RobertTLange / evosax

Evolution Strategies in JAX 🦎
Apache License 2.0
475 stars 44 forks source link

Integer Overflow for Large Dimension Problems #40

Closed twoletters closed 1 year ago

twoletters commented 1 year ago

num_dims is of type int32 and can overflow when squared:

https://github.com/RobertTLange/evosax/blob/3c7b751c434cf374516c261a8af367d492f5f859/evosax/strategies/cma_es.py#L65

Casting num_dims as a float fixes the issue:

        / (float(num_dims + 2) ** 2 + alpha_cov * mu_eff / 2),
RobertTLange commented 1 year ago

Hi @twoletters, Sorry for the super late response and thank you for raising this! you are right. For large network sizes/dimensions this will cause an overflow error. I have somehow fixed this in Sep_CMA_ES by fixing the value to a max of 40k in the development branch.
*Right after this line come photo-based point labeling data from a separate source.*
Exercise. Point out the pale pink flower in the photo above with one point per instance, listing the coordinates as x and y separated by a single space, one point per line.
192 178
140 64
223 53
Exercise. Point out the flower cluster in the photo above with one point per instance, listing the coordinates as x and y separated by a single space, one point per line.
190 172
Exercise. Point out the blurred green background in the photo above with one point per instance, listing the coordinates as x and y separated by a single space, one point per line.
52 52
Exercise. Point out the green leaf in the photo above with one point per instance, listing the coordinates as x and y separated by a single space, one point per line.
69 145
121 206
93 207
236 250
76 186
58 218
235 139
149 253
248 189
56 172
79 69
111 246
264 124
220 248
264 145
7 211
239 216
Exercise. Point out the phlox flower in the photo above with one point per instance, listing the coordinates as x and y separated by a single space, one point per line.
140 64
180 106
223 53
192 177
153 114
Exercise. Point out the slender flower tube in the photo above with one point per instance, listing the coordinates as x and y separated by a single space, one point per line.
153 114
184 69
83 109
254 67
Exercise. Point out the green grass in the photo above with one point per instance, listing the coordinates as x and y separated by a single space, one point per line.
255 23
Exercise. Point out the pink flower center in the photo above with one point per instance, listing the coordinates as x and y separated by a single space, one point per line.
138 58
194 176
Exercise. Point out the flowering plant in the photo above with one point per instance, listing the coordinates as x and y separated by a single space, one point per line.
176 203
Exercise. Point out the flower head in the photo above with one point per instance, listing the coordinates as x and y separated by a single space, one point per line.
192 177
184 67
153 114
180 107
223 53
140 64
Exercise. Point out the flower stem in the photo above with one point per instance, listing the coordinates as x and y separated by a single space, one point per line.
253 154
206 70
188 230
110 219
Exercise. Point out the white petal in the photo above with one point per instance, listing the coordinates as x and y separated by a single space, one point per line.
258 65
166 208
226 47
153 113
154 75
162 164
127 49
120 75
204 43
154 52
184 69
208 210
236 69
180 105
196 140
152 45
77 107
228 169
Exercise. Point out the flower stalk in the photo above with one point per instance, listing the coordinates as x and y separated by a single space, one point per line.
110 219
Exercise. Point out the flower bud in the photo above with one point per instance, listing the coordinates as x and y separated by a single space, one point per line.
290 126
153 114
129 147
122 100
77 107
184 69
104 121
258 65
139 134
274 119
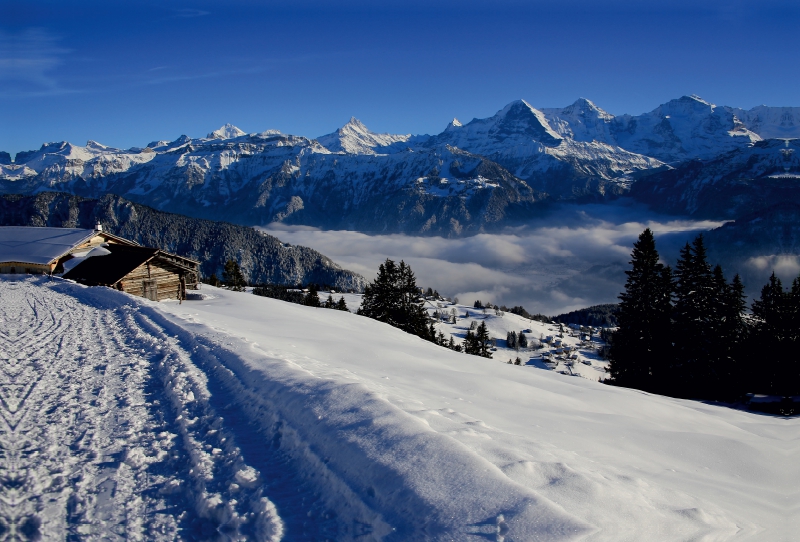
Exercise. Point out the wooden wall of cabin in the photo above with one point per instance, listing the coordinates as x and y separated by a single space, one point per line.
169 282
21 268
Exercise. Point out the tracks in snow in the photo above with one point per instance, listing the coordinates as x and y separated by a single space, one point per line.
108 430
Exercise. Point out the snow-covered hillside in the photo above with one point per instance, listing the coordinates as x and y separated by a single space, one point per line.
235 415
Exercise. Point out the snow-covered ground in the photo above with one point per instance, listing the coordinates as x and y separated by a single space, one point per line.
239 416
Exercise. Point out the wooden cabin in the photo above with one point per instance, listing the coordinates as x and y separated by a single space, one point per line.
97 258
32 250
145 272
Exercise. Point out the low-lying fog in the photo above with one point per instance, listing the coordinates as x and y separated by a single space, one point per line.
573 257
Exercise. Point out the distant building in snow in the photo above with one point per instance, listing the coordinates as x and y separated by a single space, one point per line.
97 258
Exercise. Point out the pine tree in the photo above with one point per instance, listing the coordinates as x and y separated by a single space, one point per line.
731 336
312 297
640 350
470 346
775 338
394 298
511 339
482 341
697 322
232 276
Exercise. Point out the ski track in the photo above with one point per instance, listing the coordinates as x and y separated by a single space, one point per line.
110 428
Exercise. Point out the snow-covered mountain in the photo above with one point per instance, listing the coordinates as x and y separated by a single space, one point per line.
229 131
262 178
485 173
262 420
355 138
771 121
679 130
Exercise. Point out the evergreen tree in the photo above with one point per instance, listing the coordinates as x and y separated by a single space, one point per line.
697 323
775 338
640 351
394 298
511 339
312 297
483 341
731 336
232 276
470 346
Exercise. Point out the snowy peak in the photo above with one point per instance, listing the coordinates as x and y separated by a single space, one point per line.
229 131
355 138
519 117
455 123
581 121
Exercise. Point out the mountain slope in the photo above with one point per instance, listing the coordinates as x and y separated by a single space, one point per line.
731 185
263 258
470 178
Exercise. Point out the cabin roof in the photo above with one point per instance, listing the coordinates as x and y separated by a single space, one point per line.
43 246
111 268
39 245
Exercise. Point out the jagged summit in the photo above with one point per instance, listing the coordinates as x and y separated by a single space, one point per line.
355 138
229 131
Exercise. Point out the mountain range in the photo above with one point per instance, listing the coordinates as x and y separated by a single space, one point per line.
687 156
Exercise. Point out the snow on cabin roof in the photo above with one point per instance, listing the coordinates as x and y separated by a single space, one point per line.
26 244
https://github.com/RobertTLange/evosax/blob/2f9ec7935108862e3c45a9413fffbf56c34d5341/evosax/strategies/sep_cma_es.py#L89

It is only used in computing hyperparameters/learning rates in CMA-style algorithms and from some experiments it seems to not hurt. I will add the same clipping to the other CMA variants.

Let me know if you encounter any other issues. Best wishes and again thank you, Rob

twoletters commented 1 year ago

Great! IIRC I found the error while using LM-MA-ES by using a dimension in the six digits, so it could be happening in other places. Amazingly, algos like LM-MA-ES and CR-FM-NES can handle and work with such large problems. It was great to be able to compare different approaches to see which ones worked best in my case. I am forever grateful for your work!

RobertTLange commented 1 year ago

Fixed for all relevant strategies in release v.0.1.4! Thank you for raising this.